HDFS has master and slave architecture. The architecture of HDFS is shown above in Figure 1. In figure alphabets A, B, C represents data block and D fallowed by a number represents a numbered DataNode. HDFS provides distributed and highly fault tolerant ecosystem. One Single NameNode along with multiple DataNodes is present in a typical HDFS cluster. The NameNode, a master server handles the responsibility of managing the namespace of filesystem and governs the access by clients to files. The namespace records the creation, deletion and modification of files by users. NameNode maps data blocks to DataNodes and manages file system operations like opening, closing and renaming of files and directories. It is all upon the directions of NameNode, the DataNodes performs operations on blocks of data such as creation, deletion and replication. The block size is of 64MB and is replicated into 3 copies. The second copy is stored on the local rack itself while the third on remote rack. A rack is nothing but just a collection of data nodes.
B. Hadoop MapReduce
MapReduce   is an important technology which was proposed by Google. MapReduce is a simplified programming model and is a major component of Hadoop for parallel processing of vast amount of data. It relieves programmers from the burden of parallelization issues while allowing them to freely concentrate on application development. The diagram of Hadoop MapReduce is shown in Figure 2 below. Two important data processing functions contained in MapReduce programming are Map and Reduce.
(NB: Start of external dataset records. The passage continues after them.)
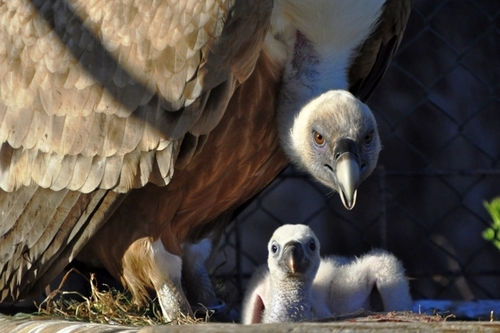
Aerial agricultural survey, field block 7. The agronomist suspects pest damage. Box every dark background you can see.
[215,0,500,300]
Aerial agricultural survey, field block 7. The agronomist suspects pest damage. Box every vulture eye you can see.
[313,131,325,146]
[309,240,316,251]
[363,131,373,145]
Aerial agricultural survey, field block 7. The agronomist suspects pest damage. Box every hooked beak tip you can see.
[336,153,360,210]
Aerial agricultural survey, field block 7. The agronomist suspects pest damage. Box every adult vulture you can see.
[0,0,412,319]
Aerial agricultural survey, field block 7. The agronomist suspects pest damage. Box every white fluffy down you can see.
[241,225,412,324]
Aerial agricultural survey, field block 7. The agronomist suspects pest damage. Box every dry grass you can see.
[37,269,208,326]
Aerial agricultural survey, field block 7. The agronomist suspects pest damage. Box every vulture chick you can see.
[242,224,326,324]
[313,249,412,314]
[0,0,412,319]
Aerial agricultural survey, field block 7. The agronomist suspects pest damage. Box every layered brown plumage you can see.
[0,0,412,320]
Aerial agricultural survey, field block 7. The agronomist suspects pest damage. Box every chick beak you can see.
[334,139,360,210]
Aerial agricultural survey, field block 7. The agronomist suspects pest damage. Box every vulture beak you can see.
[333,139,360,210]
[280,241,309,274]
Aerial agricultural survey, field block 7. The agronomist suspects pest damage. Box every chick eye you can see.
[363,131,373,145]
[313,131,325,146]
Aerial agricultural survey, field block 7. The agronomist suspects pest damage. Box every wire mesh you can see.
[215,0,500,306]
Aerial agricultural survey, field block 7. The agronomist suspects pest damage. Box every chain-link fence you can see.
[216,0,500,306]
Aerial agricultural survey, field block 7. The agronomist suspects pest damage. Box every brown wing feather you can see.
[79,50,288,299]
[349,0,413,101]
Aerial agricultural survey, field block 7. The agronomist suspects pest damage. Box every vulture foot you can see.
[182,238,237,322]
[182,238,220,309]
[123,238,193,321]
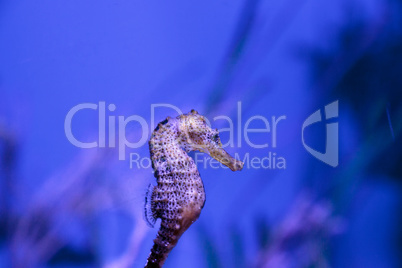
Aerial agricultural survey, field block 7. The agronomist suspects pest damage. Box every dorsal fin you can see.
[143,183,156,228]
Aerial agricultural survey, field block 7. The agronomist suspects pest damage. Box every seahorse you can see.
[144,110,243,268]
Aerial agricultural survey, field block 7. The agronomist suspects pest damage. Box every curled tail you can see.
[145,222,181,268]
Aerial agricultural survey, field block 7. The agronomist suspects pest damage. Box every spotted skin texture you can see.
[145,110,243,268]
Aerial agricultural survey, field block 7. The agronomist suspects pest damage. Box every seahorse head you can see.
[180,110,243,171]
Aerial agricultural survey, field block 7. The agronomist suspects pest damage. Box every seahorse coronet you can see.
[144,110,243,268]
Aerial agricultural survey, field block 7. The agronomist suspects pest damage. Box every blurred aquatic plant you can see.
[253,194,344,268]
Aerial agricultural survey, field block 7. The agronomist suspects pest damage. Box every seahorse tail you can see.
[145,221,180,268]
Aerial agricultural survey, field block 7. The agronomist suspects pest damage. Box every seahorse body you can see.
[145,110,243,267]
The original data will be given as input to the Map phase which performs processing as per the programming done by the programmers to generate intermediate results. Parallel Map tasks will run at a time. Firstly, the input data is split into fixed sized blocks on which parallel Map tasks are run. The output of the Map procedure is a collection of key/value pairs which is still an intermediate output. These pairs undergo a shuffling phase across reduce tasks. Only one key is accepted by each reduce task and based on this key the processing will be done. Finally the output will be in the form of key/value pairs.
The Hadoop MapReduce framework consists of one Master node termed as JobTracker and many Worker nodes called as TaskTrackers. The user submitted jobs are given as input to the JobTracker which transforms them into a numbers of Map and Reduce tasks. These tasks are assigned to the TaskTrackers. The TaskTrackers scrutinizes the execution of these tasks and at the end when all tasks are accomplished; the user is notified about job completion. HDFS provides for fault tolerance and reliability by storing and replicating the inputs and outputs of a Hadoop job.